What if the player steps very very slightly to the left? It's still a low res mush, but different low res mush. Why? Because all those dimples are
sub pixel detail. The tiny curves and shadows have detail that are smaller than a single pixel on the final screen, so when the player moves, some of the detail gets captured -
sampled - by the new camera angle, and other detail gets lost. If you've ever been playing a game and something like a fence or trees in the distances seem to fizz, this is why. An edge of a leaf is suddenly appearing, but the tiny, 1 pixel branch which connects it to the tree vanishes.
One of the things DLSS does is keep that sub-pixel detail from previous frames. In fact, developers introduce tiny, unnoticeable camera jitter every frame, so even if the player is standing still, DLSS sees new detail every frame. In the case of the basketball, that gives DLSS a full picture of all those dimples. This is the
super sampling part of Deep Learning Super Sampling.
Now, let's add a Ray Traced reflection of that basketball texture. Ray Tracing draws lines (rays) between light sources and the various objects in a scene. When a ray hits an object it
samples the color at that pixel, and then carries that color data along the rest of the ray's path. This emulates how light takes on the color of things it bounces off.
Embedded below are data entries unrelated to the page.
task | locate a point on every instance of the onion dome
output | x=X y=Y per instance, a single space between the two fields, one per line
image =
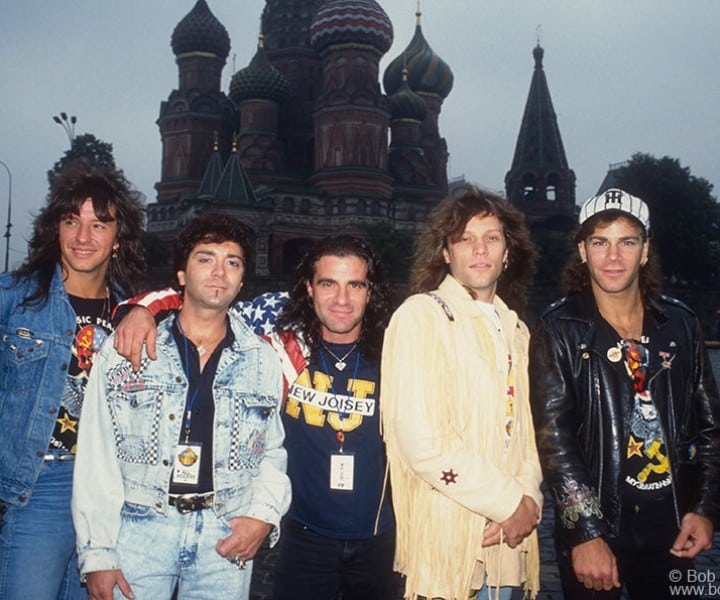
x=351 y=21
x=427 y=72
x=259 y=80
x=200 y=31
x=406 y=104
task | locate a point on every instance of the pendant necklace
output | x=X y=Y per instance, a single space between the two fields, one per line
x=340 y=364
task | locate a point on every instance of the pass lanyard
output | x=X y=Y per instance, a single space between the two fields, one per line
x=190 y=403
x=340 y=435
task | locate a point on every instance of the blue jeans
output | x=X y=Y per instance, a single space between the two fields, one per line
x=314 y=567
x=37 y=542
x=642 y=551
x=158 y=552
x=491 y=593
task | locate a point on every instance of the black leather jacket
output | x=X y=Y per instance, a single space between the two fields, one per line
x=582 y=406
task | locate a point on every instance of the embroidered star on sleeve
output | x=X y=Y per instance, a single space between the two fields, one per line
x=449 y=477
x=67 y=424
x=634 y=447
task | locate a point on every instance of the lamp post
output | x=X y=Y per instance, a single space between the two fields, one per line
x=9 y=224
x=68 y=124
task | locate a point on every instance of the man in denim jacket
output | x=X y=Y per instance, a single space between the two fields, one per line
x=186 y=452
x=85 y=254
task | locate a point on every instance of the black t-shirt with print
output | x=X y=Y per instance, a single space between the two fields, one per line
x=92 y=318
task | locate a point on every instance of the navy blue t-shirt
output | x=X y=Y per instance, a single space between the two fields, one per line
x=328 y=409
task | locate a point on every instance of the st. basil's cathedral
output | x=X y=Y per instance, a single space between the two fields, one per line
x=305 y=142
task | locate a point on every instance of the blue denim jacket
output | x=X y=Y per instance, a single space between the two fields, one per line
x=35 y=352
x=131 y=425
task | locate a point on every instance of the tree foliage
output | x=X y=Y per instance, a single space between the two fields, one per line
x=85 y=146
x=684 y=217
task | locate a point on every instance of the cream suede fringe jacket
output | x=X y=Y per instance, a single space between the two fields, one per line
x=443 y=401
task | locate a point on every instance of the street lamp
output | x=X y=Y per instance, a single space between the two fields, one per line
x=67 y=124
x=9 y=224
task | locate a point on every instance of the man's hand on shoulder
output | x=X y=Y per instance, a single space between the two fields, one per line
x=595 y=565
x=102 y=583
x=135 y=329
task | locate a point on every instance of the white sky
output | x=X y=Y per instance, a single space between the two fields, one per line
x=625 y=76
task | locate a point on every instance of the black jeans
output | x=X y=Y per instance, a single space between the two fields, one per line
x=315 y=567
x=646 y=567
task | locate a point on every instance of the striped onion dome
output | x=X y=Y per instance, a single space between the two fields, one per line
x=351 y=21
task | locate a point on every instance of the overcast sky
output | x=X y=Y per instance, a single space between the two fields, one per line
x=625 y=76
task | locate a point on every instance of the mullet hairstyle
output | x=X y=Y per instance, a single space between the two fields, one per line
x=213 y=228
x=448 y=220
x=298 y=315
x=113 y=198
x=576 y=275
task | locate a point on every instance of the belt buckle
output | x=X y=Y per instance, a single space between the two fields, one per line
x=185 y=503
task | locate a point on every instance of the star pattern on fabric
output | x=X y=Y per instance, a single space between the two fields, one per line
x=67 y=424
x=634 y=447
x=449 y=477
x=262 y=312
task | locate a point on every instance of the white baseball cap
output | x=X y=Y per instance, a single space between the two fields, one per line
x=615 y=199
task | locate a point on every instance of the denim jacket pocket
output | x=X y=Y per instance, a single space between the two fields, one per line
x=22 y=360
x=136 y=416
x=250 y=416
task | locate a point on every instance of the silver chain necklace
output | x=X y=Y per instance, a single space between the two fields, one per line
x=340 y=364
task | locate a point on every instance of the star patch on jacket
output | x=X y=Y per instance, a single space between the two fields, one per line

In the case of a reflection, you take all the bounced colors off the basketball texture, and apply them to the reflective surface. Ta dah! Ray Traced reflection.
Each ray cast is expensive, and more rays mean higher resolution reflections. By default, most games increase the number of rays with increased resolution, and drop them with lower resolution. So far so good. But let's add DLSS to the mix.
The game starts with a 1080p image, and an appropriate number of rays for 1080p. It displays the basketball texture and its reflection on frame one. On frame two, the camera gets jittered, and DLSS begins combining the frames to generate a 4K image. Our basketball gets more and more detailed.
But the reflection doesn't.
Because the reflection's maximum level of detail is determined not by the
texture, but by the
number of rays you cast. When you move the camera, you get a new angle on the texture, and the texture is higher res than the game is actually displaying, so more sub-pixel detail gets exposed. But the reflection doesn't have that deeper detail to expose.
Developers have two options - keep the reflection low res, or cast a number of rays based on the
output resolution, rather than the input resolution, which would give DLSS more detail to work with. And, to (finally) bring this around to [REDACTED] both of those situations favor handheld mode over docked.
When you slow down the GPU for handheld mode, you slow down the tensor cores and the RT cores by the same amount. For RT, as long as the ratio of performance matches the ratio of resolution, then there isn't really a compromise. If you're half as powerful, but running at half the res, you can probably just cast half as many rays, and your RT effects will scale along with the res of the image.
Tensor cores see a similar drop in performance, but DLSS performance isn't linear in the same way. When switching between handheld mode and docked mode, you probably want to change the DLSS scaling factor as well. So a 4x factor (1080p->4k) in docked mode probably becomes something like a 2x factor in handheld mode (540p->720p) in handheld.
Okay, so remember, devs have two options - run RT at the input resolution or the output resolution. If you chose input resolution, then in the handheld case, RT is half the resolution of the final image - but in docked mode it is only a
quarter. On the other hand, if they choose output resolution, consider the gap between 720p and 4K. That's
800%. No way handheld mode is only 1/8th of docked mode's power. Anything that a game can do in docked mode at 4K* should be a breeze at 720p.
* I'm not suggesting that [REDACTED] can do 4k RT reflections, by the way. I'm just saying "whatever RT effects developers choose to enable" at 4K.